# Deep learning in medical imaging: 3D medical image segmentation with PyTorch

## Deep learning and medical imaging

The rise of deep networks in the field of computer vision provided state-of-the-art solutions in problems that classical image processing techniques performed poorly. In the generalized task of image recognition, which includes problems such as object detection, image classification, and segmentation, activity recognition, optical flow and pose estimation, we can easily claim that DNN (Deep Neural Networks) have achieved superior performance.

Along with this rise in computer vision, there has been a lot of interest in the application in the field of medical imaging. Even though medical imaging data are not so easy to obtain, DNN’s seem to be an ideal candidate to model such complex and high dimensional data.

Recently, Imperial College of London launched a course on COVID-19. A lot of researches have already attempted to automatically detect COVID-19 through deep networks from 3D CT scans. Nevertheless, the application-specific data are still not available it is clear that AI will hugely impact the evolution of medicine through medical imaging.

As we will see a medical image is often three or four-dimensional. Another reason that this field attracts a lot of attention is its direct impact on human lives. Medical errors are the third-leading cause of death, after heart disease and cancer in the USA. Consequently, it is obvious that the first three causes of human deaths are related to medical imaging. That’s why it is estimated that AI and deep learning in medical imaging will create a brand new market of more than a billion dollars by 2023.

This work serves as an intersection of these two worlds: Deep neural networks and medical imaging. In this post, we will tackle the problem of medical image segmentation, focused on magnetic resonance images, which is one of the most popular tasks, because it is the task with the most well-structured datasets that someone can get access to. Since online medical data collection is not as straightforward as it may sound; a collection of links to start your journey is provided at the end of the article.

This article presents some preliminary results of an under development open-source library, called MedicalZoo that can be found here.

## The need for 3D Medical image segmentation

3D Volumetric image segmentation in medical images is mandatory for diagnosis, monitoring, and treatment planning. We will just use magnetic resonance images (MRI). Manual practices require anatomical knowledge and they are expensive and time-consuming. Plus, they can be inaccurate due to the human factor. Nevertheless, automated volume segmentation can save physicians time and provide an accurate reproducible solution for further analysis.

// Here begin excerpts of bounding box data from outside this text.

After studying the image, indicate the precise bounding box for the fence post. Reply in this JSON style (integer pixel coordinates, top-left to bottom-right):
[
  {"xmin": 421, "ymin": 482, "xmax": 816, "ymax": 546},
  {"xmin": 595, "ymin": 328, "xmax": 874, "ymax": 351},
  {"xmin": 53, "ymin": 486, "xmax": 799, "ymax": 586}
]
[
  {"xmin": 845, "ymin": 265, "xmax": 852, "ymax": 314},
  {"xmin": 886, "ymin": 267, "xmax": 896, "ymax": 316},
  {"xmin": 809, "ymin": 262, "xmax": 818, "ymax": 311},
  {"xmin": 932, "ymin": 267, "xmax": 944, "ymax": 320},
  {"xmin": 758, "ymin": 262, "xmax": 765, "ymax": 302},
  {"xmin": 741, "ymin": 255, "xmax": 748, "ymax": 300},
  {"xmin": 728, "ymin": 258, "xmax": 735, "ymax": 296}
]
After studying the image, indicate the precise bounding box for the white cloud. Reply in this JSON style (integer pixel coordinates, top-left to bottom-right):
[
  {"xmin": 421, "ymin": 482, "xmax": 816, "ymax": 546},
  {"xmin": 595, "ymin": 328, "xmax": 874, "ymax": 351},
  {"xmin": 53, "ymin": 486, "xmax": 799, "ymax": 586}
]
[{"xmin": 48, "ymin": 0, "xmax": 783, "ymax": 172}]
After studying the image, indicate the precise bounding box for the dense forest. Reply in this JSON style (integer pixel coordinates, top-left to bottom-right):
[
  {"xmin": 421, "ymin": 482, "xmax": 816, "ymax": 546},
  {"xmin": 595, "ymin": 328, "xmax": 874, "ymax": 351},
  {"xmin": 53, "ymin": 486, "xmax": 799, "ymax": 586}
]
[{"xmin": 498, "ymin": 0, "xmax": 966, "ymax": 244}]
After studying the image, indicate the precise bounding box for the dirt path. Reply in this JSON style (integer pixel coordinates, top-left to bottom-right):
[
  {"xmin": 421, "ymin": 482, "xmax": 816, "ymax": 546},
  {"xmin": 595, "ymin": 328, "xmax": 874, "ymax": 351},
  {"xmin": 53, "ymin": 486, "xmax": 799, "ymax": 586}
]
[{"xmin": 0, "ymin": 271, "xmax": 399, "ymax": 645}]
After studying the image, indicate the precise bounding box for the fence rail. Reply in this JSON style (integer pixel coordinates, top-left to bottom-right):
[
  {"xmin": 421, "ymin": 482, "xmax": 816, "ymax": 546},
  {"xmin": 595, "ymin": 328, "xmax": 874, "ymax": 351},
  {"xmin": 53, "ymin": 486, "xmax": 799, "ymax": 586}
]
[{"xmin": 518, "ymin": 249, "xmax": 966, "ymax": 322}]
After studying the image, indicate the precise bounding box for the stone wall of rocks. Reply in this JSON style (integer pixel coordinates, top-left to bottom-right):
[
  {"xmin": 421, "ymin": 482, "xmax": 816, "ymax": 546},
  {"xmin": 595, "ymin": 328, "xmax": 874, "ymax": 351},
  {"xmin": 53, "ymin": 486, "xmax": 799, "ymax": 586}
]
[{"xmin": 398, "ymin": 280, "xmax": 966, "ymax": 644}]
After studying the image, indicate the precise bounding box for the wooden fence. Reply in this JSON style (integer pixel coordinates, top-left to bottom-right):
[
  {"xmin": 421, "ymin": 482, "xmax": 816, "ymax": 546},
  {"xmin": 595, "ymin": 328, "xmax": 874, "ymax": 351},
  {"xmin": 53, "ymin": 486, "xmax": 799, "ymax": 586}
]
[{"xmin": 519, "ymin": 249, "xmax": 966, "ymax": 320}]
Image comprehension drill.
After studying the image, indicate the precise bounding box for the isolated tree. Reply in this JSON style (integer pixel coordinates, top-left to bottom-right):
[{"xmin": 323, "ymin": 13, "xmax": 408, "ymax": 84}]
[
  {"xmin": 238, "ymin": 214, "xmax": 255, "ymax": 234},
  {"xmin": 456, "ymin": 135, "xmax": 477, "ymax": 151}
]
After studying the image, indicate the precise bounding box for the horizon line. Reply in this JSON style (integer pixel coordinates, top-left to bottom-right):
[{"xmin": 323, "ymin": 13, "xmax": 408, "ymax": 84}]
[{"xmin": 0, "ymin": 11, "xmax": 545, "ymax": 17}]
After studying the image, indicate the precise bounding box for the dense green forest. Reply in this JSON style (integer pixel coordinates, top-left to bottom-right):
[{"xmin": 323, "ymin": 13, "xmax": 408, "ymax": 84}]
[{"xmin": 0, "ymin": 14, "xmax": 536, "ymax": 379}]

We will start by describing the fundamentals of MR Imaging because it is crucial to understand your input data to train a deep architecture. Then, we provide the reader with an overview of 3D-UNET that can be efficiently used for this task.

## Medical images and MRI

Medical imaging seeks to reveal internal structures hidden by the skin and bones, as well as to diagnose and treat diseases. Medical magnetic resonance (MR) imaging uses the signal from the nuclei of hydrogen atoms for image generation. In the case of hydrogen nuclei: when it is exposed to an external magnetic field, denoted as B0, the magnetic moments, or spins, align with the direction of the field like compass needles.

All of the constant magnetization is rotated into another plane by an additional radio-frequency pulse that is strong enough and applied long enough to tip the magnetization. Immediately after excitation, the magnetization rotates in the other plane. The rotating magnetization gives rise to the MR signal in the receiver coil. However, the MR signal rapidly fades due to two independent processes that reduce magnetization and thus cause a return to the stable state present before excitation that produce the so-called T1 images and T2 magnetic resonance images. T1 relaxation is related to the nuclei that excess energy to their surroundings, while T2 relaxation refers to the phenomenon of the individual magnetization vectors that begin to cancel each other. The aforementioned phenomena are completely independent. As a consequence, different intensities represent different tissues, as illustrated below:

Image taken from this book.

## 3D Medical image representation

Since medical images represent 3D structure, one way that you can deal with them is by using slices of the 3D volume and perform regular 2D sliding convolutions, as illustrated in the figure below. Let’s suppose that the red rectangle is an image 5x5 patch that can be represented with a matrix that contains the intensity values. The  voxel intensities and the kernel are convolved with a 3x3 convolution kernel, as shown in the Figure below. In the same pattern, the kernel is slided across the whole 2D grid (medical image slice) and every time we perform cross-correlation. The result of a convolved 5x5 patch is stored in a 3x3 matrix (no padding for illustration purposes) and is propagated in the next layer of the network.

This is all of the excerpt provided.